In November 2007, a 40-year-old man was referred to an internal medicine physician by his primary care physician. The patient reported feeling weak and tired.
The internal medicine physician noted that the patient had a high white blood cell count, high hemoglobin, and high hematocrit. It was her impression that these values were due to a myeloproliferative disorder such as polycythemia vera (PV).
PV is a slow-growing type of blood cancer in which the bone marrow makes too many blood cells. It may result in overproduction of white blood cells and platelets. Treatment reduces the number of cells and decreases blood volume via phlebotomy.
The physician intended to conduct a JAK2 mutation study of the patient’s blood to confirm PV, but there was no documentation that this study was performed. The patient was diagnosed with PV approximately two months later.
The physician continued to treat the patient for the next five years. During that time, the patient’s primary complaint was feeling tired and weak. There were also reports of anxiety, dizziness, nausea, vomiting, shortness of breath, abdominal pain, headaches, muscle pain, bone pain, and leg pain.
The physician routinely ordered lab work and phlebotomy to reduce the number of cells and decrease blood volume. Over this five-year period, lab work was conducted approximately 100 times and phlebotomy performed approximately 50 times.
In July 2012, the patient went to a hospital ED with complaints of intense stomach pain. The on-call physician referred the patient to an oncologist, who ordered a JAK2 mutation study, arterial blood gas test, erythropoietin level, and iron studies. The oncologist also requested the patient’s records from the internal medicine physician.
The JAK2 mutation study was negative, ruling out PV. Instead, the patient was diagnosed with iron deficiency anemia secondary to multiple phlebotomies and leukocytosis of unknown etiology.
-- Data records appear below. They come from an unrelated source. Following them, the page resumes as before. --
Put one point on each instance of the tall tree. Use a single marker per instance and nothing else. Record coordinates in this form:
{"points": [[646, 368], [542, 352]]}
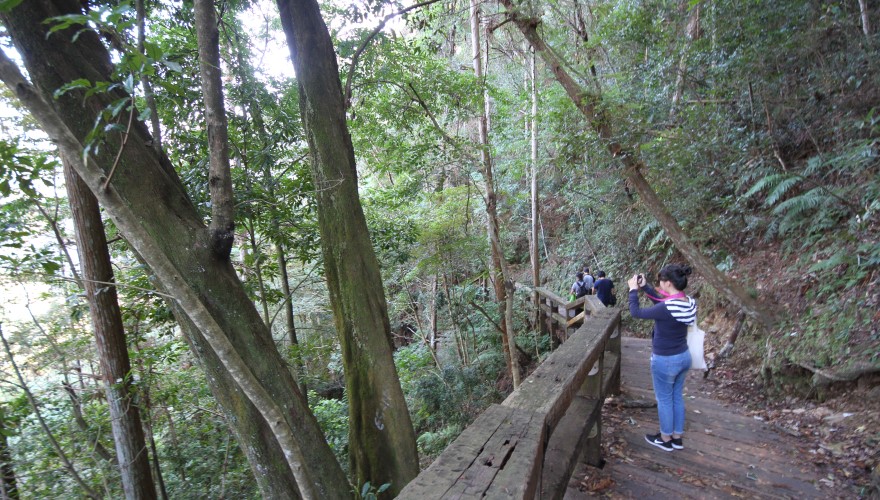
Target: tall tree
{"points": [[501, 274], [382, 441], [147, 202], [219, 179], [534, 252], [589, 103], [97, 276], [8, 482]]}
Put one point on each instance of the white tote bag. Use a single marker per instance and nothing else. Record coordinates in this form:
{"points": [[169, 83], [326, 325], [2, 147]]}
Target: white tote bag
{"points": [[695, 346]]}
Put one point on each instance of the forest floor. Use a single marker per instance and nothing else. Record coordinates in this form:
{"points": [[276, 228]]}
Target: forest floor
{"points": [[840, 434]]}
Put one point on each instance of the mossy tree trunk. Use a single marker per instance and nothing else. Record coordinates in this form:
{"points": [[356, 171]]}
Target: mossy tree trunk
{"points": [[97, 274], [382, 441], [501, 276], [147, 202]]}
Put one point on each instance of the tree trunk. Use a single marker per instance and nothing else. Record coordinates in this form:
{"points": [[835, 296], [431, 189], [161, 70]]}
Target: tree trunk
{"points": [[692, 32], [866, 19], [533, 250], [97, 271], [146, 200], [219, 178], [8, 482], [500, 275], [382, 440], [145, 80], [589, 106]]}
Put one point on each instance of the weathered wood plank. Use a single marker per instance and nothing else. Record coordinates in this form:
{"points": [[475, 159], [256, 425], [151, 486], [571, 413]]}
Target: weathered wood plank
{"points": [[566, 444], [529, 459], [552, 385], [504, 444]]}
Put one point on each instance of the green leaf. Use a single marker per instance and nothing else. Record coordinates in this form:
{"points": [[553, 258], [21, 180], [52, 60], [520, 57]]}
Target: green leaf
{"points": [[80, 83], [173, 66], [50, 267], [7, 5]]}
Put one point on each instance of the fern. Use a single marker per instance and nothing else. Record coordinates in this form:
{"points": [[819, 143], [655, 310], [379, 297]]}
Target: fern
{"points": [[763, 183], [781, 189], [646, 232], [801, 203]]}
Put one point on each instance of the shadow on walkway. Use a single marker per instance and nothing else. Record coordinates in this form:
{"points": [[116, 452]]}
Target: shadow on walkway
{"points": [[726, 455]]}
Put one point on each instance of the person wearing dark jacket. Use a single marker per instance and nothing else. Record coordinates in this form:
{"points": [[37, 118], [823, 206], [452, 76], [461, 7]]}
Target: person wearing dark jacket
{"points": [[672, 312], [604, 288]]}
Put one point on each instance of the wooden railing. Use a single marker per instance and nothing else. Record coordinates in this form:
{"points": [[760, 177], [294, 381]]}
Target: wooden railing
{"points": [[560, 317], [528, 446]]}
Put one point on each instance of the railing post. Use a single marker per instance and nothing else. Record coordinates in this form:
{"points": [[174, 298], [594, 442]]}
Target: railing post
{"points": [[592, 389], [613, 346]]}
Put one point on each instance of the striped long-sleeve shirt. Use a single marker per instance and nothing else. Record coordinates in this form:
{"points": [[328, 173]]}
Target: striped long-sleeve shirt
{"points": [[671, 319]]}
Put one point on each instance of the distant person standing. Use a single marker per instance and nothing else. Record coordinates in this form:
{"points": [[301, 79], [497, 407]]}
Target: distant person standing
{"points": [[589, 281], [579, 288], [604, 288]]}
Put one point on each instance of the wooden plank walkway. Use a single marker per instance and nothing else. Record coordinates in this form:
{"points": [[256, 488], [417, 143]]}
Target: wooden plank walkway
{"points": [[726, 455]]}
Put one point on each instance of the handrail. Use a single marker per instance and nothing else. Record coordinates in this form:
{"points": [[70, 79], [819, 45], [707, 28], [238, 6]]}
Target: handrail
{"points": [[561, 316], [527, 446]]}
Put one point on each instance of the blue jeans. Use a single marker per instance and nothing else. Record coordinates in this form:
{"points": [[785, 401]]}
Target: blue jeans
{"points": [[669, 373]]}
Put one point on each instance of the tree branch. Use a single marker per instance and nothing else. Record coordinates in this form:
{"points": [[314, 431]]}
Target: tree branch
{"points": [[363, 46]]}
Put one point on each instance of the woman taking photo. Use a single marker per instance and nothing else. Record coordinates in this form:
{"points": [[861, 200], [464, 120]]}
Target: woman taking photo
{"points": [[672, 312]]}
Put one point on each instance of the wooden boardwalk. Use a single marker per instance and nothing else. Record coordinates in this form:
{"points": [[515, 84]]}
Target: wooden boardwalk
{"points": [[726, 455]]}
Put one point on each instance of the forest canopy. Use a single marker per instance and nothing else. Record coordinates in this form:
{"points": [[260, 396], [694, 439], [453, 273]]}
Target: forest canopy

The patient filed a lawsuit against the internal medicine physician alleging:
- failure to properly diagnose his condition;
- failure to properly interpret blood test results; and
- failure to obtain JAK2 mutation test to rule out PV.
The patient further alleged that he suffered mental anguish and anxiety because he believed he had a terminal illness. He also underwent five years of unnecessary phlebotomies.
Two internal medicine physicians consulted with TMLT to provide their opinions of the case. Both consultants were critical of the lack of testing to confirm the diagnosis of PV. They each stressed that the internal medicine physician should have obtained a thorough history and performed a detailed examination. At a minimum, the JAK2 test should have been completed to confirm the PV diagnosis. A bone marrow biopsy, erythropoietin level, and endogenous erythroid colony formation in vitro testing could also have been performed.
The consultants felt that the lack of proper testing to confirm the PV diagnosis and then performing ongoing treatment for an unconfirmed, terminal condition fell below the standard of care.
The case was settled on behalf of the internal medicine physician. The main weakness of the case was the lack of a positive JAK2 test to confirm the diagnosis of PV. The physician was also using a billing code for PV that was damaging to his case.
Risk management considerations
Two risk management issues can be identified in this claim. Documenting the patient care and treatment rationale and decision-making are required for good medical records. The missing piece in this patient’s care was the validation for the diagnosis of PV, due to the failure to follow through with the JAK2 mutation study. Had the physician ordered the study, the patient would have been spared five years of unnecessary treatment and emotional distress.
Internal medicine physicians face a multitude of complex patient conditions, and knowing when to refer is a key component of their practice. An early referral to a hematologist/oncologist may have made a difference in ruling out PV and identifying the patient’s anemia.